E ciò fino a quando non fu effettuato l’esame del DNA su un campione di materiale organico prelevato da un’ampolla con acqua del Po, probabilmente usata in occasione di un rito tribale, esame che evidenziò qualcosa di straordinario: il DNA non combaciava con quello dell’homo sapiens, bensì con quello dell’uomo di Neanderthal.
Come una specie ritenuta estinta da diverse decine di migliaia di anni sia potuta improvvisamente riapparire è argomento che tuttora appassiona gli uomini di scienza, visto che l’argomento sconvolge ogni cognizione sul processo evolutivo.
Ancora più strabiliante è il fatto che quella specie, così come improvvisamente apparve, nel giro di pochi decenni si estinse, non lasciando traccia in nessuna delle discipline umane.
Gli studiosi denominarono quella specie assai singolare homo padanus a cagione della regione di ritrovamento del reperto.
Successive indagini portarono poi alla scoperta della presenza di diversi ceppi; in particolare furono individuati: l’homo bossicus, il calderolus ed infine il borghetius, probabilmente differenziatisi gli uni dagli altri per i diversi habitat in cui si svilupparono, ma identici nelle capacità intellettive e comunicative.
Il bossicus pare fosse caratterizzato da una particolare anomalia fisiologica per la quale il dito medio di entrambe le mani non disponeva di falangi, quindi non poteva essere piegato, limitando fortemente la sua gestualità manuale.
Le sue capacità comunicative verbali erano limitate a semplici versi gutturali, che riusciva spesso ad emettere aiutandosi con le mani e ad ululati, probabilmente indotti dalle fasi lunari.
Il borghetius era di mole più massiccia del precedente,ma al pari del collega, soffriva di una particolare sindrome alle articolazioni superiori che lo costringeva a ripiegarle continuamente su se stesse, con movimento convulsi e ripetuti.
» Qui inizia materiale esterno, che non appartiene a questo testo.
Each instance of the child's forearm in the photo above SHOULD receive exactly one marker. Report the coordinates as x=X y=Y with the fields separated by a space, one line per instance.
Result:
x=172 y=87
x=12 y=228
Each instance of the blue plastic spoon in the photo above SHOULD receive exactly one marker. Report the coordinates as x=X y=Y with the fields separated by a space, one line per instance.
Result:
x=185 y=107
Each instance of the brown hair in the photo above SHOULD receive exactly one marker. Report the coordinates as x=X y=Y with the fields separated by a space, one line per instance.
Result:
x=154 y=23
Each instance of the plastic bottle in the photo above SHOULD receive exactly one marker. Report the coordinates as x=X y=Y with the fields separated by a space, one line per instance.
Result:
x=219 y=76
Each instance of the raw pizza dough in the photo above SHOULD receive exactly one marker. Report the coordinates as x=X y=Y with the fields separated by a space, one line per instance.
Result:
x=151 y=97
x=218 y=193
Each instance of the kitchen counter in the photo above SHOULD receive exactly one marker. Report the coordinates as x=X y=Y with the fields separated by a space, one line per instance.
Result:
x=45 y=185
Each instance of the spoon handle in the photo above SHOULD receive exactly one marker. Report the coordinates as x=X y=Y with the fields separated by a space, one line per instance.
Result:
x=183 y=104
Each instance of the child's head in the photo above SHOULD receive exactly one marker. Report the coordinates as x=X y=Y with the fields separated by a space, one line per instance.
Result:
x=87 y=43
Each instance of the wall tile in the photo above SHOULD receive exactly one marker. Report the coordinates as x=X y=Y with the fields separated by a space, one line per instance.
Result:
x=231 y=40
Sotto l’aspetto comunicativo non si discostava molto dal bossicus.
Il calderolus era caratterizzato da un vivace colorito roseo e da una personalissima espressione facciale , entrambe attribuibili, secondo alcuni studiosi, ad un eccessivo uso di distillati.
Contrariamente agli appartenenti agli altri ceppi, non pare avesse anomalie fisiche evidenti; ciò che lo caratterizzava era invece una intensa attività verbale che probabilmente, se fosse stata corroborata da una adeguata attività intellettiva, avrebbe probabilmente potuto contribuire a fare riconoscere alla specie un migliore capacità cognitiva.
I documenti dell’epoca parlano infine di una nuova razza, che si sviluppò parallelamente a quella precedentemente descritta ed i cui appartenenti pare non avessero alcuna rassomiglianza somatica, comportamentale e lessicale con l’homo padanus, ma con cui, per un certo periodo, preferirono tuttavia convivere e confondesi, certi di poter un giorno far facilmente prevalere, come poi in effetti fecero, la loro supremazia. E conquistarne il territorio: erano i barbari sognanti.